Black activists in Illinois also have made race claims, with about a dozen calling a Chicago news conference Friday saying that Mr. Burris is qualified and should not be punished for Mr. Blagojevich’s legal woes, with which he has no connection. And separately, Rep. Donald Payne, New Jersey Democrat, said that because Mr. Burris is qualified, the Senate “should reconsider” and because the Democrat-led Senate risks having no black members.

“There is a legitimate opportunity to have the Senate at least start to look a teeny bit like America,” he said.

Burris attorney Timothy Wright has threatened to go to court to force the Senate to seat his client if the chamber refuses to do so.
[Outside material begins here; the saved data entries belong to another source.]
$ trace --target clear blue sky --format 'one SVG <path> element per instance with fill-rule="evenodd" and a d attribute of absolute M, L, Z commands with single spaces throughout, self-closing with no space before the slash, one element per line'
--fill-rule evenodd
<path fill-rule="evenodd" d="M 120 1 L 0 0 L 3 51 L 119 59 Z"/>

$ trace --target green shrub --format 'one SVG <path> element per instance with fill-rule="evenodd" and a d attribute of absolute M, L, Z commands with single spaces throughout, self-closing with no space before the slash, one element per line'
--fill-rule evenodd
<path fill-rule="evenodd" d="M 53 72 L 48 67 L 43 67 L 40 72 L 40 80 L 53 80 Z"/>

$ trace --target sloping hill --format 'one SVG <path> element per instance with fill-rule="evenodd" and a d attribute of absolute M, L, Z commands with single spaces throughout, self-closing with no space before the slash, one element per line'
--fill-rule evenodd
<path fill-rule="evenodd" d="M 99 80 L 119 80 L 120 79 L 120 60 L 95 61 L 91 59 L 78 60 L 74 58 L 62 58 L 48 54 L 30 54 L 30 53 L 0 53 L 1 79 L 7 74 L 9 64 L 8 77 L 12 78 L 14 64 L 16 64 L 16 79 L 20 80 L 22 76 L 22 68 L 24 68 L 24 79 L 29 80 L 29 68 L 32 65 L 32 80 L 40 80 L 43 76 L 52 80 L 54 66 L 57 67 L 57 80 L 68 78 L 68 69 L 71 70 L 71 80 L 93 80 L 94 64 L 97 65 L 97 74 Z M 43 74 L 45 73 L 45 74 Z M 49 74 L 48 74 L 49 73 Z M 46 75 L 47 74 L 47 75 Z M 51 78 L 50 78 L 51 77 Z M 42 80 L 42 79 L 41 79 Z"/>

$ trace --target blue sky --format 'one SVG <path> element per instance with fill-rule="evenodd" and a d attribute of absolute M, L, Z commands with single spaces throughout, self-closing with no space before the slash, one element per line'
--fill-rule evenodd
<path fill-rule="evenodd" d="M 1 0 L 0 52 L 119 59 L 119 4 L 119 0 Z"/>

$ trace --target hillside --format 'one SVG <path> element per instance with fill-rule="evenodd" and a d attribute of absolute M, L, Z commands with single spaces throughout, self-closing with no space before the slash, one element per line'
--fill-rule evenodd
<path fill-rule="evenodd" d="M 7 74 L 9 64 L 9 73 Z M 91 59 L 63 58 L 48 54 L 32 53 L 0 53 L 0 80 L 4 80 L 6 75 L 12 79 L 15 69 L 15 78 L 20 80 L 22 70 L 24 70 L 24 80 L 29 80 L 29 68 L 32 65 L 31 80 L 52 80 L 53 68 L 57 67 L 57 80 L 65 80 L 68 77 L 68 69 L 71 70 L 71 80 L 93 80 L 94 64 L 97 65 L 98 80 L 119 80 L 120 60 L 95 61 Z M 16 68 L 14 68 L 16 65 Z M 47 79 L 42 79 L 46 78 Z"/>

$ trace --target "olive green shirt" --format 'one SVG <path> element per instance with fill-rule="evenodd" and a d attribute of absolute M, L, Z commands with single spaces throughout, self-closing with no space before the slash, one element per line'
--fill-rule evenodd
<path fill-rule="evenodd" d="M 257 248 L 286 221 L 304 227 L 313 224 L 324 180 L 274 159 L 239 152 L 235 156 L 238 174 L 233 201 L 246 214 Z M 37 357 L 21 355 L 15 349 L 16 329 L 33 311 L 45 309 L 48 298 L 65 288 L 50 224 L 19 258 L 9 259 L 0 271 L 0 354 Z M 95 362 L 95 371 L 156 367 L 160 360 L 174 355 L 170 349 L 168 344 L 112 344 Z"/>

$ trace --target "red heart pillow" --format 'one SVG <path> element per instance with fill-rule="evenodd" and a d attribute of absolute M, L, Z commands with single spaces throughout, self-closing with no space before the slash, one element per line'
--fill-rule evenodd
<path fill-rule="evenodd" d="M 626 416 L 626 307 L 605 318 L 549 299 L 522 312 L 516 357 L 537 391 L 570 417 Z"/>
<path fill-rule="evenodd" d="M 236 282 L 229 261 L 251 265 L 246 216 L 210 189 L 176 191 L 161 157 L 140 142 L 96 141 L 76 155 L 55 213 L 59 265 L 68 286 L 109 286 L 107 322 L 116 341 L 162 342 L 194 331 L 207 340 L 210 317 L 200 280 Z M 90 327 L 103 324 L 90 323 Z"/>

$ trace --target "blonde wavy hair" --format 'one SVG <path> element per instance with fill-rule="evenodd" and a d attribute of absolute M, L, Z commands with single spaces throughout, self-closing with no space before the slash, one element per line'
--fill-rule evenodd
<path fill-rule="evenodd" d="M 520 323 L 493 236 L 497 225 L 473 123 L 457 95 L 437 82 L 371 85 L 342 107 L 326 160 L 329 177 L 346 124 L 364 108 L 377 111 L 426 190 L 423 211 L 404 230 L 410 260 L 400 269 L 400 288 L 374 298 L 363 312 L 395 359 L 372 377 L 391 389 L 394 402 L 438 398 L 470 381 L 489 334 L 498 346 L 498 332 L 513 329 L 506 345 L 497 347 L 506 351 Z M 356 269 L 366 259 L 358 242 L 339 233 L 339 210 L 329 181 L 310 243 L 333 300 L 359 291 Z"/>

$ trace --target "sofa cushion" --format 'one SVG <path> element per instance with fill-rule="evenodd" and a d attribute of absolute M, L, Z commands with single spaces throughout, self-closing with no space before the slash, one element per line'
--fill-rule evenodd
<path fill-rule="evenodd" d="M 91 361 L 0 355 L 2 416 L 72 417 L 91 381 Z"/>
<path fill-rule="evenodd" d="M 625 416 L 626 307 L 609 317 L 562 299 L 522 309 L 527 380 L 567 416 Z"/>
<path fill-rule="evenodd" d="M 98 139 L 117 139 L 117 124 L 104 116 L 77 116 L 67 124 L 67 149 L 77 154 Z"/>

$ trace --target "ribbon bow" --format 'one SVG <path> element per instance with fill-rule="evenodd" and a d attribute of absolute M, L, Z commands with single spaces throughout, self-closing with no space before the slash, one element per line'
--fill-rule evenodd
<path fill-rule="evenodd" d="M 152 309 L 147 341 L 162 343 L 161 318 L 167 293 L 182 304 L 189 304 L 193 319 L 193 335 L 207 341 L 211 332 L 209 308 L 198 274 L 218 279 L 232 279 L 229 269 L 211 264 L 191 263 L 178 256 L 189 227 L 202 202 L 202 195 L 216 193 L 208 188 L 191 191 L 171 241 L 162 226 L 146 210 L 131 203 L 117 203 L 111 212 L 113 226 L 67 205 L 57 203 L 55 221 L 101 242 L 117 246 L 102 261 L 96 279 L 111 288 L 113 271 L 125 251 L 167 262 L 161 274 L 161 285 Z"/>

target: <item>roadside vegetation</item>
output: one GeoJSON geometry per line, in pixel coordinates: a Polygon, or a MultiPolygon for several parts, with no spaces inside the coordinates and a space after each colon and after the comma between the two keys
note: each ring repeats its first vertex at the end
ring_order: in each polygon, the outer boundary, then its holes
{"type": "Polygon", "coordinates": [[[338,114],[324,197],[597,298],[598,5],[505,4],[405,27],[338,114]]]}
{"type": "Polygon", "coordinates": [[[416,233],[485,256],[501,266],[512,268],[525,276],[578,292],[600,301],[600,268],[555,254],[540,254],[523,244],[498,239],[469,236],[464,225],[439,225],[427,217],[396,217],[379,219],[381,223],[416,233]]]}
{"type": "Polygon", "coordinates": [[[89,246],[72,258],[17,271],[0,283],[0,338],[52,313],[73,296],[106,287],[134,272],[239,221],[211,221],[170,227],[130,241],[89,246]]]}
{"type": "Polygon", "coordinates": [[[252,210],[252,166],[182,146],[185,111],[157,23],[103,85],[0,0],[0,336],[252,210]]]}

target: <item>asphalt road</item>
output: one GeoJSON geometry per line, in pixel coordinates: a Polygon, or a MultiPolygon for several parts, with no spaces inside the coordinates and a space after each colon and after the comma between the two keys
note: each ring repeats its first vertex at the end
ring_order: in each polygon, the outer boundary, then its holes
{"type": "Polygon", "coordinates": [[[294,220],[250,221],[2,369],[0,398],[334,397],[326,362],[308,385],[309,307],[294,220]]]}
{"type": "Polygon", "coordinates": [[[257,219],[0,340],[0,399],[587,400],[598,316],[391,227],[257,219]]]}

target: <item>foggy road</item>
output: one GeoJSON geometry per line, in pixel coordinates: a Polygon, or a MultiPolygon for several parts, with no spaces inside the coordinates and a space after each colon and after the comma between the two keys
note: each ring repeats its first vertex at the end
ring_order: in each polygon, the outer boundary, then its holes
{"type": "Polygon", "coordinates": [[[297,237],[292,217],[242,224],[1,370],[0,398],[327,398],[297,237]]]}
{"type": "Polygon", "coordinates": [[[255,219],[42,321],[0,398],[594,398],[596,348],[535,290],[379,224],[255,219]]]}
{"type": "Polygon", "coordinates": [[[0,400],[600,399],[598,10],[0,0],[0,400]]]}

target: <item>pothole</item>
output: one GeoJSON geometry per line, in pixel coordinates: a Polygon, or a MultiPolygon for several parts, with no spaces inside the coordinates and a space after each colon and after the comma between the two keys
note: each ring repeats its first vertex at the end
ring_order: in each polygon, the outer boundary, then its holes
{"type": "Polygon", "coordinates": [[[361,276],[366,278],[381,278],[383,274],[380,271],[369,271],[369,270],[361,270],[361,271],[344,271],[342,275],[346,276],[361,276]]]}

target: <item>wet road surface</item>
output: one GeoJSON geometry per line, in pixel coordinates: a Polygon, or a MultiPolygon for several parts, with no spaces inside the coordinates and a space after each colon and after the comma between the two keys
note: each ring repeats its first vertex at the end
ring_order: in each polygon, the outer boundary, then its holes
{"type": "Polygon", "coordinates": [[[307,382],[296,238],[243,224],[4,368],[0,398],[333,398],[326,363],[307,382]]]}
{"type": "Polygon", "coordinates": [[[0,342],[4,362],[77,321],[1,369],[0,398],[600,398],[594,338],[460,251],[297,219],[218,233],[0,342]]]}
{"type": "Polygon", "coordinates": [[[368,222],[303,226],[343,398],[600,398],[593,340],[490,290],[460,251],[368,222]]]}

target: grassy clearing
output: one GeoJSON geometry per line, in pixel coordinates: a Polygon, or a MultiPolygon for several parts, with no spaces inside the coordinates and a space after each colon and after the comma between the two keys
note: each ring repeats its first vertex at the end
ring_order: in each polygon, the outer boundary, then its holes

For Mr. Franken, a former “Saturday Night Live” comedian, Minnesota law prevents certification of an election until legal challenges are resolved, and the anticipated lawsuit by the loser, whoever he is, will take weeks if not months.

Minnesota’s other senator, Democrat Amy Klobuchar, called for Mr. Franken to be seated temporarily while the legal battle runs its course. Mr. Franken did not respond to inquiries Friday about his next move.

Attempting to seat Mr. Franken as a provisional senator would pose political pitfalls for Democrats. They would face criticism for applying a double standard by seating Mr. Franken, who is white, and not Mr. Burris when neither has been certified for the post by his home state.

Democrats also would have a hard time beating a Republican filibuster and risk suffering an embarrassing early defeat as Democrats prepare to assume control at both ends of Pennsylvania Avenue. Senate Democrats will have a 57-vote majority without Mr. Burris or Mr. Franken, short of the 60 votes needed to end a filibuster. Adding those two men would only bring the total to 59, still short of 60.

Mr. Cornyn urged all parties to respect Minnesota’s process.

“I think it is very clear that the people of Minnesota and the courts in Minnesota should make the decision about who won the Minnesota Senate election, and not political leaders in Washington, D.C.,” the Texan said. “That process is ongoing and will not be resolved, in all likelihood, for weeks and maybe longer.”